1998 war alles anders. Sie konnten das Wort „Versicherung" fünfzig Mal auf einer Seite unterbringen, und Google fand das toll. Je öfter, desto besser. Das war die Logik damals, und ehrlich gesagt, es hat funktioniert. Die Suchmaschine war noch jung, noch naiv.
Dann kam so um 2003 die erste Ernüchterung. Google hat angefangen, offensichtliches Keyword-Stuffing abzustrafen. Aber – und das ist wichtig – subtiles Stuffing ging noch. Man musste nur etwas cleverer sein. Manche haben Keywords in die gleiche Farbe wie den Hintergrund gesetzt. Andere haben sie in winzigen Schriftgrößen versteckt. Das klingt heute lächerlich, aber 2005 war das noch verbreitet.
Der Fehler, den besonders ältere Website-Betreiber machen: Sie erinnern sich, dass Keywords wichtig waren. Das stimmt ja auch noch. Aber sie übertreiben es. Ich sehe Texte, wo „beste Autowerkstatt München" in jedem zweiten Satz vorkommt. Das liest sich furchtbar, und Google hasst es mittlerweile.

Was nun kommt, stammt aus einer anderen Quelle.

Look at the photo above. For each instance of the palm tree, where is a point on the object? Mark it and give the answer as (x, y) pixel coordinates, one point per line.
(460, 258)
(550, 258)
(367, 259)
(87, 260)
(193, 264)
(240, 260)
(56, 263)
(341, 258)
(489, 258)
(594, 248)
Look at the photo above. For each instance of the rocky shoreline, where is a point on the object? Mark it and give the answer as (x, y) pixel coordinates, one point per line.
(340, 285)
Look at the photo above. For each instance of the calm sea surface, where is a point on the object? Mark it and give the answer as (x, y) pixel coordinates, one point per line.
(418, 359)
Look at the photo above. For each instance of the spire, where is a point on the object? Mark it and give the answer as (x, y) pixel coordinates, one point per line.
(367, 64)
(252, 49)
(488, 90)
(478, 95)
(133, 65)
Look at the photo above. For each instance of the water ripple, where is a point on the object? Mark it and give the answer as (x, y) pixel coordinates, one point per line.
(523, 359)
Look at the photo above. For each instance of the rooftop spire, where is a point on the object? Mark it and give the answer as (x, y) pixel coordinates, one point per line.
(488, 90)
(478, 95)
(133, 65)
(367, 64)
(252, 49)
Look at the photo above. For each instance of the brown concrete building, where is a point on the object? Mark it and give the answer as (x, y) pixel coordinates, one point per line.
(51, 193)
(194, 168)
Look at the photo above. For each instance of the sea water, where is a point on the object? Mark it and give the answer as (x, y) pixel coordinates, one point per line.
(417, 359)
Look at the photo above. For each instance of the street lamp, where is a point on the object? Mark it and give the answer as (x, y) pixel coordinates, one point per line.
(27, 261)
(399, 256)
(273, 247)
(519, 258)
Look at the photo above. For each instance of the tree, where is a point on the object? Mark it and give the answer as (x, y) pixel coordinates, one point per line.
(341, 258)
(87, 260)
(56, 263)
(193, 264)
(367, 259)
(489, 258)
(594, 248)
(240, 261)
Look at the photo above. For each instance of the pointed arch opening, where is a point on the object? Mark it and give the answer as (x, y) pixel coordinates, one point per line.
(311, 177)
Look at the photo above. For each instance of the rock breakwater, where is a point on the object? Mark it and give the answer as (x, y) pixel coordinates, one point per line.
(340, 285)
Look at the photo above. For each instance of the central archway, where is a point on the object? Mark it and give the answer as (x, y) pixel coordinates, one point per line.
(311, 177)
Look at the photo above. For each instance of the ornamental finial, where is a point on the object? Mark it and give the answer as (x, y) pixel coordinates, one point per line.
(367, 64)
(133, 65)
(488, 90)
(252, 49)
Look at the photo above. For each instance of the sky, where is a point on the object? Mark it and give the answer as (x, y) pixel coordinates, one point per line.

Um 2011 kam Panda, Googles Update gegen dünnen Content. Viele haben immer noch nicht verstanden, was das bedeutet. Es ging nicht mehr nur um Keywords, sondern um Qualität. Eine Seite mit 200 Wörtern und zehnmal dem gleichen Keyword? Rausgeflogen. Eine Seite mit 1.500 Wörtern hilfreichen Inhalten und natürlicher Sprache? Die kam nach oben.
Was ich frustrierend finde: Viele denken, sie müssen zwischen Lesbarkeit und SEO wählen. Das ist Unsinn. Seit 2013 versteht Google Synonyme und verwandte Begriffe. Sie können „Auto reparieren", „Fahrzeug instandsetzen" und „Wagen flicken" schreiben – Google checkt das. Sie müssen nicht immer exakt die gleiche Phrase verwenden.

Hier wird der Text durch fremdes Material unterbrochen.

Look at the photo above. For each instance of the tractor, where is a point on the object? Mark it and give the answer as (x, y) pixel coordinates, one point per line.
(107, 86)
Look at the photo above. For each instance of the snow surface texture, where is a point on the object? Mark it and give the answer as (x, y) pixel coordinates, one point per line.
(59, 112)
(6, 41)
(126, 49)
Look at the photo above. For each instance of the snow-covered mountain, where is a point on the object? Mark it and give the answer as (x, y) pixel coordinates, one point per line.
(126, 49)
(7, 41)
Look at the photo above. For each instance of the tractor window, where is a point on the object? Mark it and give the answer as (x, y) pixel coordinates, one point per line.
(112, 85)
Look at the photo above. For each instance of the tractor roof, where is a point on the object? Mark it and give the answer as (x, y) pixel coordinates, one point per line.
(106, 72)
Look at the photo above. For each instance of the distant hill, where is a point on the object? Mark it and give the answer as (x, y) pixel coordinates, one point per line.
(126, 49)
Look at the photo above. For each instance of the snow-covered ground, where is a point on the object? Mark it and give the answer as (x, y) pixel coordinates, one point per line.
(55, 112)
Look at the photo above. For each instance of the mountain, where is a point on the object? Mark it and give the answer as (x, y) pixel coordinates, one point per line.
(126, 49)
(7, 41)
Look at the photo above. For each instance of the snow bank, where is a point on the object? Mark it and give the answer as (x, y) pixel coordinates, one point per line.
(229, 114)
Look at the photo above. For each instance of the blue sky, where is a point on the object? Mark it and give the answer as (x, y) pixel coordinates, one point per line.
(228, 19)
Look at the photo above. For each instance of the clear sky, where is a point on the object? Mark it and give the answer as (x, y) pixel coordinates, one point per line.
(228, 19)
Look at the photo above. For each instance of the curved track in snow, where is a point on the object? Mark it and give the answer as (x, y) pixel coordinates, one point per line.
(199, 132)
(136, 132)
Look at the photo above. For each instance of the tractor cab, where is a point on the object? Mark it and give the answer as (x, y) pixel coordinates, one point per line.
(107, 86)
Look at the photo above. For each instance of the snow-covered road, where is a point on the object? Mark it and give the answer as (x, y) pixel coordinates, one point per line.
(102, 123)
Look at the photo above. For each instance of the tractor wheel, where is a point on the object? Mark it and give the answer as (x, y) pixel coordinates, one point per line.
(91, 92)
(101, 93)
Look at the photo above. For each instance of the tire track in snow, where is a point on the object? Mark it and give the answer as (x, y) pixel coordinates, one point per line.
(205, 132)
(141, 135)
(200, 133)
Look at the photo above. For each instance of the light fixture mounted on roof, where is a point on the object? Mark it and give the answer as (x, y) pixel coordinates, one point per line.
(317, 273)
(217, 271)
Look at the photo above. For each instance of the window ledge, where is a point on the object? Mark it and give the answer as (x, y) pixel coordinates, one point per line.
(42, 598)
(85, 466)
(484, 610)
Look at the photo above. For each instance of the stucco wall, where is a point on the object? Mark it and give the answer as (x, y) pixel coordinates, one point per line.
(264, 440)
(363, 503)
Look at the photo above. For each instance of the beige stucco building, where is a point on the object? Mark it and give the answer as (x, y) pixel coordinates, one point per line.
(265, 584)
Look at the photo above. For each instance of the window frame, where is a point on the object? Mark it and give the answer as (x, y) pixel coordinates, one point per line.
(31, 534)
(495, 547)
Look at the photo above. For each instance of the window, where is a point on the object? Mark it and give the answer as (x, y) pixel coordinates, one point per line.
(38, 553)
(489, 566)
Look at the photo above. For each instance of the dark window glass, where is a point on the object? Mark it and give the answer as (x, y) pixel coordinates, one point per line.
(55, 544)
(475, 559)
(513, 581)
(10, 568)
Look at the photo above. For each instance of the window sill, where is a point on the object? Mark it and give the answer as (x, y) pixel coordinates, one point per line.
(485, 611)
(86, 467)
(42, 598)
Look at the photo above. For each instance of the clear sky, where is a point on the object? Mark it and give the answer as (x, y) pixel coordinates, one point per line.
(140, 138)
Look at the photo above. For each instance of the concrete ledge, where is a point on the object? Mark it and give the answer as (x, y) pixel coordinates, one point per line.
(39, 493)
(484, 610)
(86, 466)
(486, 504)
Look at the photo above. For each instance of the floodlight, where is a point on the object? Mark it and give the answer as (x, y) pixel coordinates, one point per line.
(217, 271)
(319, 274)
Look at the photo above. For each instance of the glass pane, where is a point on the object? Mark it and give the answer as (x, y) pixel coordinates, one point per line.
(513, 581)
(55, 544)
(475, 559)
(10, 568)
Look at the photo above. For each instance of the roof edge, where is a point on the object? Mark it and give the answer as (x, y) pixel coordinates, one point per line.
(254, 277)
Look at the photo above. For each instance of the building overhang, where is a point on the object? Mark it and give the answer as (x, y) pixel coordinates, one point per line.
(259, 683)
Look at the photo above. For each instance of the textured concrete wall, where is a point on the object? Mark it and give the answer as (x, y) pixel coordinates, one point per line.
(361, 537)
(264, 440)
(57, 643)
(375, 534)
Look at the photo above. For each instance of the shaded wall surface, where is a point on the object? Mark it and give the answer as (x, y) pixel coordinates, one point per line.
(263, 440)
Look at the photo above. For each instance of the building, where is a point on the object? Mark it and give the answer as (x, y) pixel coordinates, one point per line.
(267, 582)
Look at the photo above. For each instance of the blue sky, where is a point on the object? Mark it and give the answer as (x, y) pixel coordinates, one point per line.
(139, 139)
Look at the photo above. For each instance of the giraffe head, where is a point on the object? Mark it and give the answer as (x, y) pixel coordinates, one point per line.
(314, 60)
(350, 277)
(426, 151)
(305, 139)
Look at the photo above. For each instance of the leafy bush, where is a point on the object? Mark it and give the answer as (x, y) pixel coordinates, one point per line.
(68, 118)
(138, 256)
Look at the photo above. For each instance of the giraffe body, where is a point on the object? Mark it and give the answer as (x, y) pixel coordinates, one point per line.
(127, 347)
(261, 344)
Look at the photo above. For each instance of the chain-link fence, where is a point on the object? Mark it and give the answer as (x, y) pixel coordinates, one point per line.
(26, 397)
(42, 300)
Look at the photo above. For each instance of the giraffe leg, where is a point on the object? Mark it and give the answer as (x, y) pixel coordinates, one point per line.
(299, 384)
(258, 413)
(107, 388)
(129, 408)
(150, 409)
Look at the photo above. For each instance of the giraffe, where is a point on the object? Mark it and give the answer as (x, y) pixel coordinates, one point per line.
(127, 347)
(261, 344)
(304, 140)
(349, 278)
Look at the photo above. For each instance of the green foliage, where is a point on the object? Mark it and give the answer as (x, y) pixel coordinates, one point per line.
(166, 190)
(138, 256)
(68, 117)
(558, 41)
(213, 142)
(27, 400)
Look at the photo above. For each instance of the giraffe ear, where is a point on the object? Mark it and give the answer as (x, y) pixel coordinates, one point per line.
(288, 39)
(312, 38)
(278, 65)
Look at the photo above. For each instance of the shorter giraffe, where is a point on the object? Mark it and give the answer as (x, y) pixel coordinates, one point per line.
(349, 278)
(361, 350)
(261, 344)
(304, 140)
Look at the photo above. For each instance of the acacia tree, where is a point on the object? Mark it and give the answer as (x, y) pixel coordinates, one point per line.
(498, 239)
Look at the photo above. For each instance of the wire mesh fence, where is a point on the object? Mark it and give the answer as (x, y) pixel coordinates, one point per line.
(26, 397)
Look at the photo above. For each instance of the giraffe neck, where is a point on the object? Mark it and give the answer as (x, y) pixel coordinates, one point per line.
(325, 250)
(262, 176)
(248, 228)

Der nächste Schritt kam 2019 mit BERT, Googles neuem Sprachverständnis. Jetzt analysiert die Suchmaschine den Kontext ganzer Sätze. Das bedeutet: Unnatürliche Formulierungen nur wegen Keywords fallen sofort auf. „Für beste Pizzeria Berlin ist unsere beste Pizzeria Berlin die beste Wahl" – sowas bringt Sie heute nirgendwo hin.
Was funktioniert 2025? Denken Sie an echte Fragen. Wenn jemand nach „Heizung reparieren" sucht, will er wissen wie, warum, was es kostet, wie lange es dauert. Beantworten Sie das vernünftig. Nutzen Sie das Wort „Heizung" natürlich im Text, aber zwingen Sie nichts. Schreiben Sie, wie Sie sprechen würden.
Das Problem ist: Diese einfache Wahrheit wird von kompliziertem SEO-Gerede überlagert. Keyword-Dichte, LSI-Keywords, TF-IDF – alles Konzepte, die Leute verwirren. Am Ende zählt: Hilft Ihr Text echten Menschen? Dann hilft er auch Ihrem Ranking.